L’antefatto. I lettori dell’Occidentale ricorderanno che a metà aprile Scruton era stato rimosso dalla presidenza della commissione governativa “Building More, Building Beautiful”, che si occupa di edilizia residenziale, in cui era stato chiamato per la sua fama di pensatore e soprattutto per i suoi importanti contributi di estetica.

L’allontanamento era stato causato da alcune affermazioni “politicamente scorrette” su Soros, sulla Cina e sul termine islamofobia riportate in un’intervista al New Statesman, a cui aveva fatto seguito l’immancabile tempesta Twitter, che ne aveva amplificato la portata.

Il fatto che a rimuoverlo fosse stato un ministro del governo conservatore e che non fosse stato difeso dal premier aveva accresciuto lo stupore dei commentatori, dal momento che Scruton è considerato universalmente un pilastro del pensiero conservatore.

Il provvedimento era stato ampiamente commentato nel mondo anglosassone, ed aveva suscitato critiche anche in ambienti della sinistra libertaria. In Italia, oltre a noi dell’Occidentale, se ne erano occupate varie testate; e su Vita e Pensiero era apparso un intervento di Sergio Belardinelli.

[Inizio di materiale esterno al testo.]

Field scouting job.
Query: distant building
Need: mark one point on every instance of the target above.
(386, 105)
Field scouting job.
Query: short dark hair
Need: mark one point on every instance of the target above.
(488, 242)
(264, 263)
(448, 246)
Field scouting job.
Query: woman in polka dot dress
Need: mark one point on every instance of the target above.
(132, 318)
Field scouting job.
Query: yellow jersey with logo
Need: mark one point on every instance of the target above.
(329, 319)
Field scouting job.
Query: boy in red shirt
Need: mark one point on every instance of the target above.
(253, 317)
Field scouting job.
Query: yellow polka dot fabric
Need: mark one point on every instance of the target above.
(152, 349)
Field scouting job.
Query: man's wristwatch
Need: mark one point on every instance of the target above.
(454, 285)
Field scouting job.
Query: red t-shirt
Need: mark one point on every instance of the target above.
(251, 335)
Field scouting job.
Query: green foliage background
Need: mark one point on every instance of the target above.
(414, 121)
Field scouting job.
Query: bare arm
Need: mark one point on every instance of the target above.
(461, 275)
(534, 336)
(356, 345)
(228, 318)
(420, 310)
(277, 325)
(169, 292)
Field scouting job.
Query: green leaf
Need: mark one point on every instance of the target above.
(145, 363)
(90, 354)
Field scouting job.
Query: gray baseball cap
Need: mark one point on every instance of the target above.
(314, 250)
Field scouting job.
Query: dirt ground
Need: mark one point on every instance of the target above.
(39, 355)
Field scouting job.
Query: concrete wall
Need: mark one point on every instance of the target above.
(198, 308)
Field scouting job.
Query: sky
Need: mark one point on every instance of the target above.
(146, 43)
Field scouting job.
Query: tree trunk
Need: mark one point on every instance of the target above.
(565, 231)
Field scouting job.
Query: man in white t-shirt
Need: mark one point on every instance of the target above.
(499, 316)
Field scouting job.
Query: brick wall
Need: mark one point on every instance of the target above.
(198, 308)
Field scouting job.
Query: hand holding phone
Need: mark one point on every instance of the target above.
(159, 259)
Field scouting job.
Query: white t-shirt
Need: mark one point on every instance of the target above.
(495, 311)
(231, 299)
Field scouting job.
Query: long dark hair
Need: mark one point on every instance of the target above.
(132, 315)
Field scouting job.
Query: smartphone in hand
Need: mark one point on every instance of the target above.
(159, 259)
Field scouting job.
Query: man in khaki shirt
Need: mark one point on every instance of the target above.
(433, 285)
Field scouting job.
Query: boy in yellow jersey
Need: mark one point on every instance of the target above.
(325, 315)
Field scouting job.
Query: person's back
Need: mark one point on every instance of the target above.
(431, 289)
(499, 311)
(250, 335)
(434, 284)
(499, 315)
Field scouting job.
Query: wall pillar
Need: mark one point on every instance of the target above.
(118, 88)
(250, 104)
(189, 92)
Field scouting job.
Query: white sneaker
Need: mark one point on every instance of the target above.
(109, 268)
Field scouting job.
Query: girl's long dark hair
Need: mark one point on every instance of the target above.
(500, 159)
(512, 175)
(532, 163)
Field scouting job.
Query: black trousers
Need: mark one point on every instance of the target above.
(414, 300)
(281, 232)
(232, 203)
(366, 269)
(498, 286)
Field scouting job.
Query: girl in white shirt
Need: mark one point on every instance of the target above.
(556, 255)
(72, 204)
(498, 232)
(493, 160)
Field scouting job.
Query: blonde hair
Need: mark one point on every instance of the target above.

Che è successo nel frattempo? Un’analisi accurata fatta anche con la trascrizione integrale ha dimostrato in modo incontrovertibile che George Eaton, del New Statesman, acerrimo nemico di Scruton, aveva forzato il testo e il contesto dell’intervista, tagliando le dichiarazioni in modo capzioso. E il giornale ha dovuto fare marcia indietro, pubblicare il testo vero e scusarsi.

A ruota il ministro Brokenshire, con una lettera allo Spectator, il settimanale che si era mobilitato in difesa di Scruton, lo ha invitato a dare di nuovo il suo importante contributo ai lavori della commissione:

“Sono lieto anche che il New Statesman abbia pubblicato una rettifica all’intervista originale, che non rappresentava correttamente e interamente le sue idee come avrebbe dovuto. Come sa, mi rincresce che la decisione di rimuoverla dalla presidenza della Commissione sia stata presa nel modo in cui è stata presa. Mi dispiace: soprattutto perché è avvenuta sulla base di un resoconto chiaramente parziale del suo pensiero. Sto ora valutando la prossima fase del lavoro della Commissione. Se lo desidera, vorrei invitarla a un incontro per discutere di tale lavoro e di quale ruolo lei sarebbe disposto a svolgere nel portare avanti l’importante agenda che interessa tanto a entrambi”.

Pare che anche Teresa May, dalla zona Cesarini del suo mandato come premier, gli abbia rivolto un invito analogo.

I media inglesi- dalla BBC all’Independent fino al progressista Guardian- hanno dato conto del provvisorio finale. In Italia che io sappia finora se ne è (come al solito meritevolmente) occupato Tempi.

Dunque tutto il caso è rientrato e sotto controllo?

Di sicuro, stando a quanto dichiarato da un portavoce del ministro, pare che il filosofo incontrerà presto il ministro Brokenshire.

Resta il fatto che la ferita è stata profonda e ne rimangono tracce vistose, come testimonia il commento di Scruton:

“Questa esperienza è stata molto spiacevole, non da ultimo per i giudizi affrettati di media e politici. Mi ha particolarmente umiliato il comportamento del ministro, che mi ha licenziato in forza dell’articolo del New Statesman senza nemmeno chiedermi se riportasse correttamente quel che avevo detto. Mi hanno stupito anche i commenti di Downing Street e il fatto che il Partito conservatore non abbia fatto alcuno sforzo nel suo insieme per difendermi. Sono grato al New Statesman quanto meno per questo: questi fatti umilianti mi hanno fatto rendere conto della autentica crisi morale del Partito a cui, nonostante tutto, ancora appartengo”.

Un giudizio severo, frutto di una constatazione che onestamente non possiamo che condividere.